Name: Anonymous 2010-05-07 12:27

use File::ReadBackwards;

Name: Anonymous 2010-05-07 12:34

>>3
do this and  you'll be fine

Name: Anonymous 2010-05-07 12:39

I wouldn't use a single flat file, at least not while this program is running.  Depending on the kind of data you would be collecting you should organize categories of the data and write information to its specific category.  Allow each category to have a buffer and, only when that buffer is full, write a new file with it in that specific category's subdirectory; use timestamps and keywords to keep track of data.

At a preset scheduled time, take all the then-existing files in a category and compile the data in them into a single file based around these keywords and the timestamps for the category.  Either remove all data for every given keyword except the most recent timestamp or organize the timestamped entries for a given keyword.  Do this only as infrequently as you need as you as regulating all of the time consuming tasks to this scheduled task.

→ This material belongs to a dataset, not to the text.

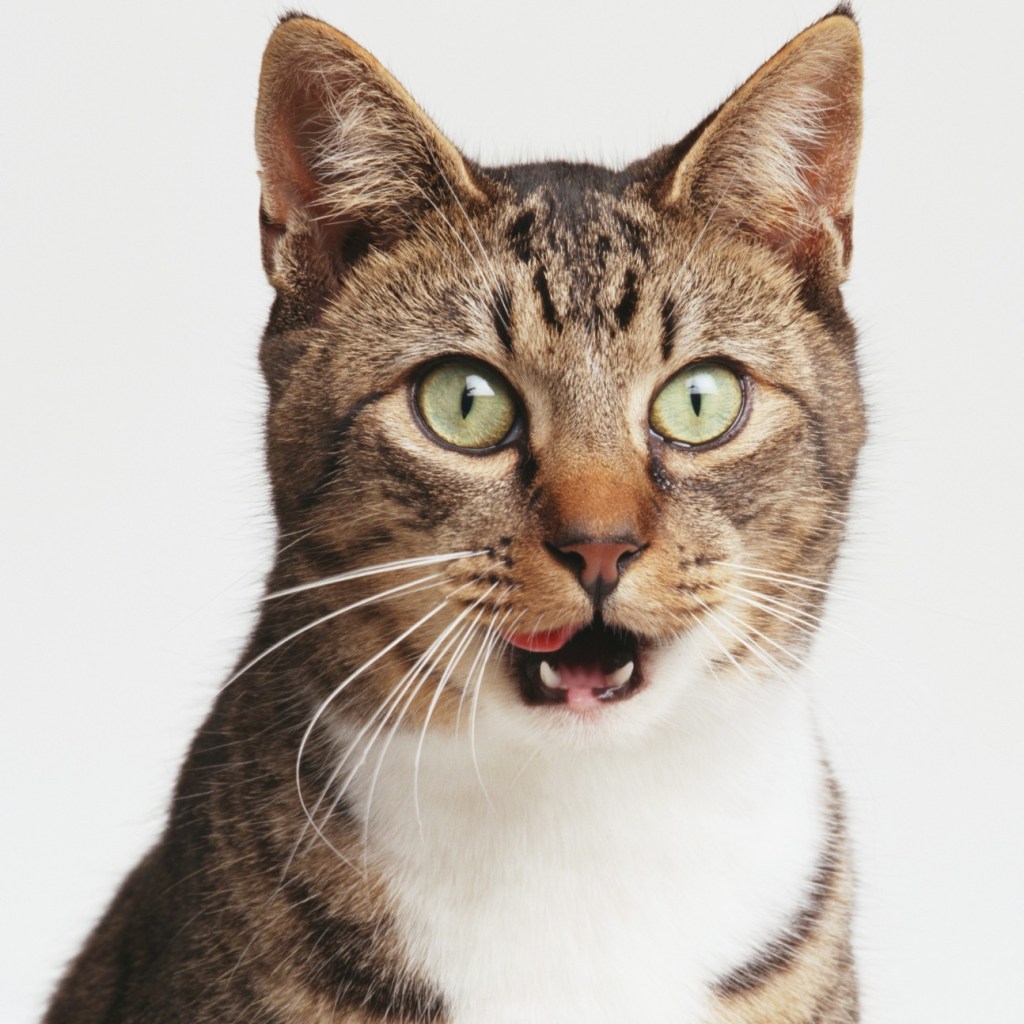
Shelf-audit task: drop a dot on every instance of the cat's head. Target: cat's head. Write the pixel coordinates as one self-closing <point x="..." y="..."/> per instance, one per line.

You do nothing but writing at first; your upkeep is a lot of reading, a sort, then one write.

Name: Anonymous 2010-05-07 16:36

Premature optimization is the root of billable hours of consultancy.

Name: Anonymous 2010-05-07 17:45

>>10
Knuth is a moron, and while that root of all evil quote isn't the dumbest thing he's ever said (particularly in light of his recent religious rants), it's definitely in the top three.

Name: Anonymous 2010-05-07 17:56

>>11
You really think that? Wow.

Name: Anonymous 2010-05-07 18:04

>>11
Was that thing about programming languages being for humans to read and only incidentally for computers to execute one of his? Because if it wasn't I can't think of #2.

Well, I guess he did say that multiprocessing was overrated because he only ever did anything that used more than one processor for fifteen minutes in a week. I suppose that counts.

Name: Anonymous 2010-05-07 18:23

>>13
Nope that's a quote from SICP (preface to the first edition). Although given that Knuth created "literate programming" you'd hope he agreed with that sentiment.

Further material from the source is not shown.